Survival guide
How to survive the last month of school
1. Limit the time you “dick around”
Many people suffer from procrastination and I, folks, am one of those people. For example, the deadline for this article was today at noon. Well, it’s 9:55 p.m. and I am just getting around to writing it. This is not good. Procrastination is not good. Even if you tell yourself you “work well under pressure,” you don’t. Cramming for a test or writing a 12-page paper in 4 hours is not going to produce your best work, so put down your Gameboy and/or Discman and/or whatever electronic device takes up most of your time and start doing some homework already.
2. Get fresh air and exercise
It’s finally starting to feel nice outside. Go for a hike, soak up some vitamin D, and find some inner peace. You will feel refreshed and ready to take on the challenges of finals week that are headed your way.
3. Avoid becoming a slave to caffeine
It may be tempting to reach for a Rockstar or a double shot espresso latte every time an assignment is due or a test needs to be taken, but relying heavily on caffeine will do nothing but make you a slave and a crazy person. I know; after consuming at least 600mg of the jittery substance, I threw my backpack across the room and screamed at my literary theory book (specifically Gayatri Chakravorty Spivak). Caffeine sort of helped me write my theory paper, but mostly it just turned me into a really strung-out, hyperactive nutcase with an unusual violent streak. In other words, I was edgy to the max. Save the caffeine for when you really, really need it; otherwise, stick to a balanced diet, adequate sleep and meditation.
Be aware
*You may feel as though your entire self-worth is dependent upon your performance in school. It is not. You are still a good person even if Spivak kicks your butt.
*Finals will sneak up on you. Keep some kind of day planner to help manage your time or else you may fall behind.
*Don’t become desperate and plagiarize. It’s never a good idea (unless it works, but it won’t … plus, you’ll have to worry about your conscience/karma).
How to survive being a liberal in Happy Valley
Hang out where you are welcomed
Finding a place in Utah County where you and your “wacko ideas” and “lack of morals” are accepted might be a bit tricky, but it is possible. Try visiting local coffee shops, tattoo parlors, or Indie Row (between 100 and 200 North University Avenue in Provo) to feel a sense of camaraderie. Or, just spend your free time in the LA building.
Cover up that wrist tattoo with a chunky bracelet or large watch
Now I realize not all tattooed folks are socialist baby killers, but there’s a good chance that in the Orem/Provo area, that tattooed chick leans left.
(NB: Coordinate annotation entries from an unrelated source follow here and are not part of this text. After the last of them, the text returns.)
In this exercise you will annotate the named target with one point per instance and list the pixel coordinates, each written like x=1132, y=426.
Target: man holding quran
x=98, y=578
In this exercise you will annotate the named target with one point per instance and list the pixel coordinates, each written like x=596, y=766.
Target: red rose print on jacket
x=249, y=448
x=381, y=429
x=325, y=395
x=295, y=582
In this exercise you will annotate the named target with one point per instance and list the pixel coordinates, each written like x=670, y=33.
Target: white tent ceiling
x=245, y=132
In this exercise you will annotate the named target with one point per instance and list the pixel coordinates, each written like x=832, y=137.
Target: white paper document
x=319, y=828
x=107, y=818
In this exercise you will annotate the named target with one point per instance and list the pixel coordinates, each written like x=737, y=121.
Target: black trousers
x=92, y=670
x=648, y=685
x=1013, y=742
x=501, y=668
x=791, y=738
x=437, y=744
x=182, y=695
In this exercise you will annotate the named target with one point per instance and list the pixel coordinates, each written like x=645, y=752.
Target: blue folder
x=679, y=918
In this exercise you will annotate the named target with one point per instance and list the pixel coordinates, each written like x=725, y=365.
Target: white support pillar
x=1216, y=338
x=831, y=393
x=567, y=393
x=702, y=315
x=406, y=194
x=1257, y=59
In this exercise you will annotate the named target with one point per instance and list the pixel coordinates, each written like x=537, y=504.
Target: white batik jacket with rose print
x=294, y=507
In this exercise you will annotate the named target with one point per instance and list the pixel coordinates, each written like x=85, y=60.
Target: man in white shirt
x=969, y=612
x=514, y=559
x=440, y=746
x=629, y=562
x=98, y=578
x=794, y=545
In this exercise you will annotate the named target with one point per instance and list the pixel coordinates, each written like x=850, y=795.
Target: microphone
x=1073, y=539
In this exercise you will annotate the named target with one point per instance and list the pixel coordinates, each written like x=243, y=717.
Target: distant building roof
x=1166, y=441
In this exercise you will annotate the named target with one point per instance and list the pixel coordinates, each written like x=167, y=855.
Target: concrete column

Ink on the body isn’t looked upon too kindly by a good majority here, so when interacting with those of opposing beliefs, it’s best to just hide that tatt lest unfair judgment be placed upon ye progressive soul (or lack thereof).
Don’t attend Stadium of Fire
Unless you are a masochist, avoid anything that welcomes Glenn Beck, the Jonas Brothers, and blind patriotism with open arms. Speaking of arms, also avoid anything that welcomes firearms with open arms AKA a gun show or the local NRA chapter.
Be aware
*Although you may be heckled and ridiculed for your “radical” politics, don’t let those darn conservatives get the best of you. Be peaceful, be kind, and be open-minded.
*Don’t expect to change everyone’s mind. You won’t.
*You may feel like the only liberal in the world, but there are others out there like you. You are not alone. Take comfort in that fact.
How to survive awkward run-ins with exes in the hall
Stay out of the hall
In other words, avoid places where there is a high possibility you will see past loves. Date a lot of musicians? Then don’t hang around Velour. Had a tryst with a professor? Then don’t take a class from him or her. It’s really that simple; just use your head and plan ahead.
Avoid eye contact
Personally, I try to avoid eye contact with everyone due to social anxiety. And you know how eyes are a window to the soul? Creepy and scary. I don’t want to see into anyone’s soul; that seems like it would just lead to a lot of responsibility. By diverting your eyes, you can easily walk past (but walk fast) your ex without having to stop for the painfully uncomfortable small talk that tends to accompany a run-in.
Make sure you look really good all the time
Imagine how much less awkward the run-in will be for you if you look, like, really hot. I mean, hotter than you’ve ever looked before. Turn the potentially awkward moment into a “look-what-you-gave-up” moment. Is this a bit shallow? Yes. Yes, it is.
Be aware
*Run-ins will happen, despite your best efforts.
*You may feel shaken up after seeing an ex, but just remember that whatever happened is in the past and that you are better off without him/her. Unless you are not. In that case, uh, sorry?
*The mind usually makes the situation worse than what it really is/was. Just know that.